Book in Review: "Battle Cry of Freedom"

After three months of reading, I completed McPherson’s famous work “Battle Cry of Freedom”. It took me this long to complete not because the reading was laborious, but because of the sheer volume of material in this book. Information is packed on every page—and not just military information. McPherson captures life for the average citizen in both the Confederacy and the Union. He tracks the economic implications of the war, the foreign implications of the war, the political rollercoaster throughout the war, the desperation of the Union in 1862, and the shambles of the Confederacy in 1864-1865. This is perhaps the best work on the most turbulent period of American History: The Civil War.

McPherson reveals with great detail, the massive divide between the North and the South generations before the Civil War.
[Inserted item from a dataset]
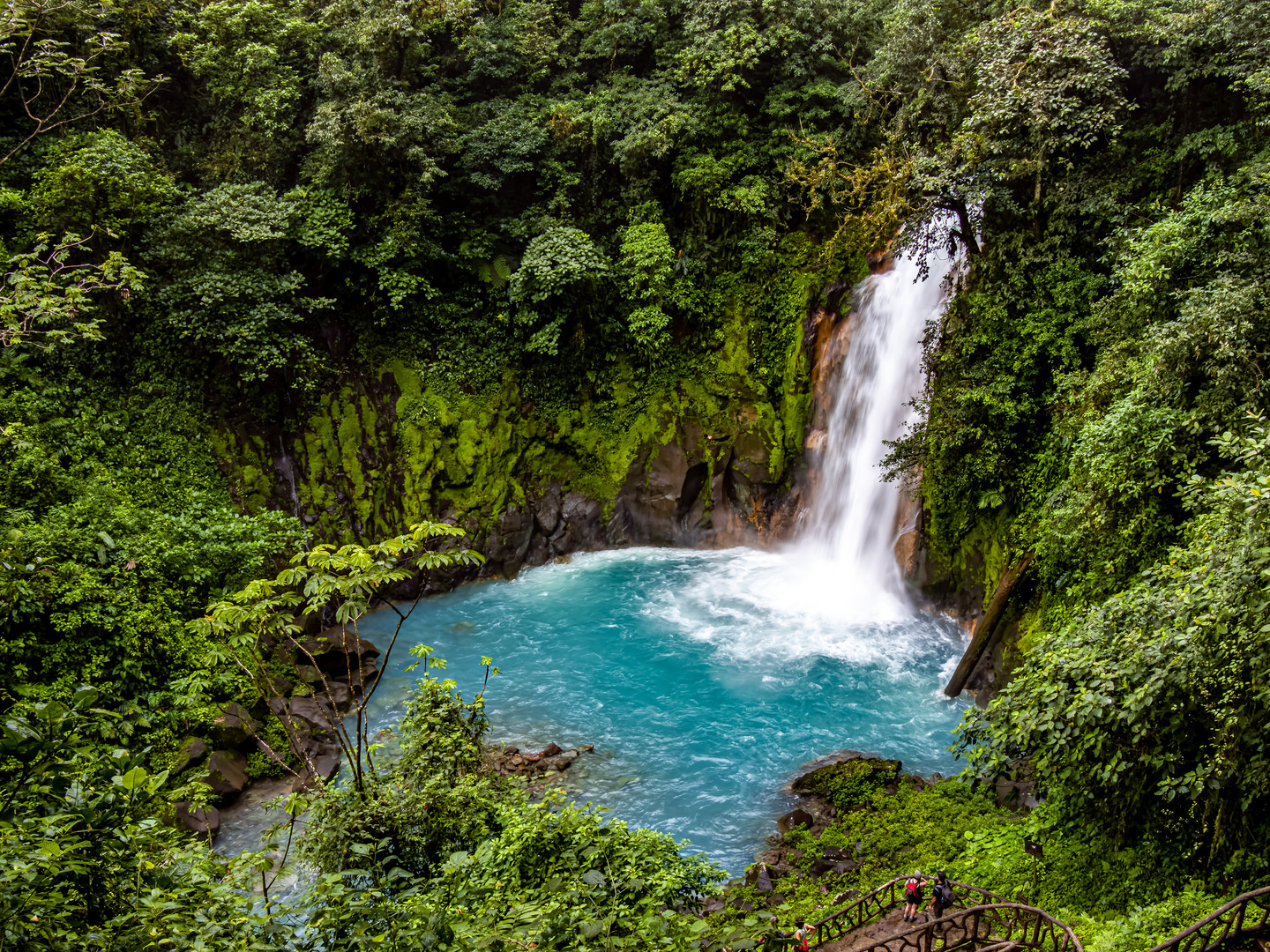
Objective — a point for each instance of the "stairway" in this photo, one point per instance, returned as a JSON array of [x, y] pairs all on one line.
[[875, 923]]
The Civil War was not a flippant affair by the South. Secession was threatened years before and seemed only a matter of time before it would come to fruition. Though there are many factors that contributed to this inevitable collapse— there is none more central than slavery. To the Southern economy slavery was everything; it would be suicide to end the institution. The growth and industry of the North as well as its growing abolitionist sentiments threatened the very fiber of Southern life and culture.

And while slavery was the primary reason for secession, I gather from McPherson’s writings that it was not the primary reason the average Southerner fought. Two thirds of the white population in the South did not own slaves. Many like Robert E. Lee may have disagreed with the institution of slavery, but could not draw arms against their state. In a remarkably telling discourse, a Union soldier asks a Confederate why he is fighting the war. The confederate responds, “We are fighting because you are down here!” This captures succinctly the intricate monster that is the Civil War.
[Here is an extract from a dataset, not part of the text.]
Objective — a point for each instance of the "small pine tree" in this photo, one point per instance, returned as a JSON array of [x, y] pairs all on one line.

“Battle Cry of Freedom” is full of all sorts of juicy tidbits. McPherson goes in detail describing the daring blockade runners of the South. You learn about the iron clad revolution that made every wooden navy ship in the world irrelevant. You learn about the first submarine which sunk a Union ship. You learn about how the longer ranged “minie ball” muskets changed the dated Napoleonic battle tactics into Pre-World War I trench warfare. McPherson’s account is a thoroughly complete overview, and frankly a masterpiece. If you could think of something that is somehow related to the Civil War, McPherson has already thought of it!

Over 620,000 men lost their lives in the American Civil War—more losses than any other war in American History by far. A war which began as a dire attempt to preserve the Union transformed into something much more. The Civil War was a second revolution. It made a Union of individual states into a nation. And it freed an oppressed people, ending the contemptible institution of slavery. “The Battle Cry of Freedom” is the closest thing to Authoritative History on the Civil War. You should read it.